Particles with 160:2, 120:2, 100:2, and 50:2 POPC:Δ40APOA1 were simulated for 10 ns, 5 ns, 7 ns, and 5 ns, respectively, using an AA force field [95]. Starting from the particle with 160 lipids, the lipids were removed incrementally to generate the initial configurations of the smaller particles. The tertiary structure of proteins in 120:2 POPC:Δ40APOA1 resembled the crystal structure of the lipid-free Δ43APOA1 [96]. This particle was simulated with three more initial configurations for up to 4 ns, obtained from different lipid reduction methods, all of which yielded similar protein structures.

The first CG simulation of a nanodisc was carried out by Shih et al. [97] The nanodisc was composed of 160 DPPC lipids and a double belt of MSP, and was simulated for 62.5 ns at 300 K, for 100 ns at 323 K, and for 285 ns at 353 K. The simulations confirmed the reliability of the CG model in maintaining the shape of particles and in reproducing the overall structural features of discoidal HDL. The self-assembly of nanodisc was also investigated in three simulations at 323 K with three different initial configurations for 1 μs, 1.5 μs, and 1.5 μs. The proteins covered the lipid assembly in all three simulations, but no protein–protein interaction was observed to initiate the formation of a double belt. The structures slightly resembled a picket fence arrangement. The protein–lipid–water CG model in this study [97] was an extension of a previous [98] lipid–water CG model. Shih et al. [99] improved the CG model and used it in three series of simulations. 1) Three double belt configurations of MSP variants each encircling a nanodisc of 160 DPPC lipids were simulated for 500 ns. MSP1 was shown to be too large to fit around such a nanodisc, and as a result its terminal ends overlapped. MSP1 Δ(1–22), in contrast, showed a gap between the terminal ends. MSP1 Δ(1–11) showed no mismatch between its length and the circumference of the nanodisc. 2) A head-to-tail picket fence initial configuration of MSP1 evolved to a belt-like structure in 1 μs. 3) Self-assembly simulations with two replicas suggested that lipids and proteins aggregate in about 1 μs, but a longer time is required for optimization of protein structure. A 2 μs-long CG simulation lent further insight to the role of cholate molecules in disassembling of nanodiscs that were initially stabilized by MSPs [65]. The molecules migrate to the disc edge, insert between the proteins and the lateral surface of the disc, and disrupt the protein-lipid assembly.

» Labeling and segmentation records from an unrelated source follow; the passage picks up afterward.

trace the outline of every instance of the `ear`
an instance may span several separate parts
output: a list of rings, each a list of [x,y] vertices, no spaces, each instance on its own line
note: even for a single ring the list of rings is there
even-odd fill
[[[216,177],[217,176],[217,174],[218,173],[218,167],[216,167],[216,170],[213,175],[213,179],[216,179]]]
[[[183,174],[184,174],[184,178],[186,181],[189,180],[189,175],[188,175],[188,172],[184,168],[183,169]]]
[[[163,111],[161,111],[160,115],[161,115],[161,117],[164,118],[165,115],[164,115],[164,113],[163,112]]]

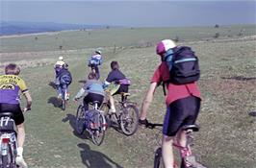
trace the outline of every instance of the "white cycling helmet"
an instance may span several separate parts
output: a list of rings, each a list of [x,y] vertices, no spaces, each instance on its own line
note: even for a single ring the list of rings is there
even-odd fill
[[[96,50],[95,53],[101,55],[101,51],[100,50]]]
[[[60,56],[59,60],[64,60],[64,57]]]
[[[171,39],[164,39],[160,42],[158,42],[156,47],[156,53],[160,56],[162,56],[164,53],[166,53],[167,50],[172,49],[176,47],[177,45],[175,42]]]

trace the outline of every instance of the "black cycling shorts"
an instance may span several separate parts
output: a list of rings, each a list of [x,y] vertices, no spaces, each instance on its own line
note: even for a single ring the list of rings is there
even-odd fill
[[[201,100],[194,96],[171,103],[165,116],[163,133],[174,136],[183,126],[194,124],[200,109],[200,103]]]
[[[115,93],[113,94],[113,96],[115,95],[115,94],[120,94],[120,93],[122,93],[122,92],[124,92],[124,93],[128,93],[128,90],[129,90],[129,85],[126,85],[126,84],[120,84],[118,90],[117,90],[116,92],[115,92]]]
[[[24,123],[24,115],[19,104],[0,103],[0,112],[13,113],[13,120],[15,121],[15,125],[20,125]]]
[[[87,96],[84,98],[84,108],[85,110],[89,109],[89,103],[93,103],[94,101],[99,102],[98,107],[101,106],[102,102],[104,100],[104,96],[101,94],[95,94],[95,93],[89,93]]]

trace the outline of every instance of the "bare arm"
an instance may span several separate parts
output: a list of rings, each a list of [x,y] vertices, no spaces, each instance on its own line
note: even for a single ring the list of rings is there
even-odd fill
[[[24,111],[26,111],[27,109],[30,109],[30,108],[31,108],[32,98],[31,98],[31,96],[30,96],[29,91],[26,91],[26,92],[24,93],[24,96],[25,96],[25,98],[26,98],[26,100],[27,100],[27,106],[26,106],[26,108],[24,108]]]
[[[157,83],[151,83],[147,90],[147,93],[144,97],[144,100],[142,102],[142,105],[141,105],[141,120],[144,120],[146,118],[146,113],[147,113],[149,105],[151,104],[153,100],[156,87],[157,87]]]

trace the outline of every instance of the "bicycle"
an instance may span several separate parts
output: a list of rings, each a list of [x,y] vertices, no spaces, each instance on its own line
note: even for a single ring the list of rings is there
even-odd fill
[[[109,126],[116,125],[117,129],[121,129],[124,134],[132,135],[139,127],[139,109],[136,103],[127,101],[128,96],[130,96],[130,93],[121,93],[121,101],[117,101],[118,110],[116,112],[109,112],[111,108],[109,100],[102,104],[101,109],[105,111]]]
[[[12,112],[0,113],[1,168],[16,168],[17,139],[15,122]]]
[[[107,123],[104,116],[104,112],[99,109],[99,102],[94,101],[90,105],[93,108],[85,111],[83,105],[80,105],[76,113],[76,132],[79,134],[83,134],[87,131],[93,144],[101,145],[105,137],[105,132],[107,130]]]
[[[62,105],[61,108],[63,110],[65,109],[66,105],[67,105],[67,85],[66,84],[61,84],[60,87],[62,87]]]
[[[154,129],[155,127],[163,127],[163,124],[148,123],[146,128]],[[192,153],[192,146],[193,145],[192,132],[198,132],[199,127],[197,125],[185,125],[181,128],[186,132],[187,143],[186,147],[182,147],[176,142],[173,142],[172,146],[179,149],[181,152],[181,168],[207,168],[198,161],[195,160],[195,156]],[[159,147],[155,152],[154,168],[164,168],[164,162],[162,158],[162,148]],[[178,168],[178,165],[174,162],[174,167]]]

Hydrogen-deuterium exchange mass spectrometry combined with homology modelling (but no dynamics) yielded the solar flare model, wherein residues 159–180 of each APOA1 form a protruding solvent-exposed (akin to solar flare) loop [100]. This configuration generated interest because it was suggested to activate LCAT. However, the solar flare regions collapsed onto the disc in 10 ns AA and 700 ns CG simulations [101], raising concerns with the model. A subsequent study [3] also questioned the significance of this region as LCAT activator, although the debate still continues [102].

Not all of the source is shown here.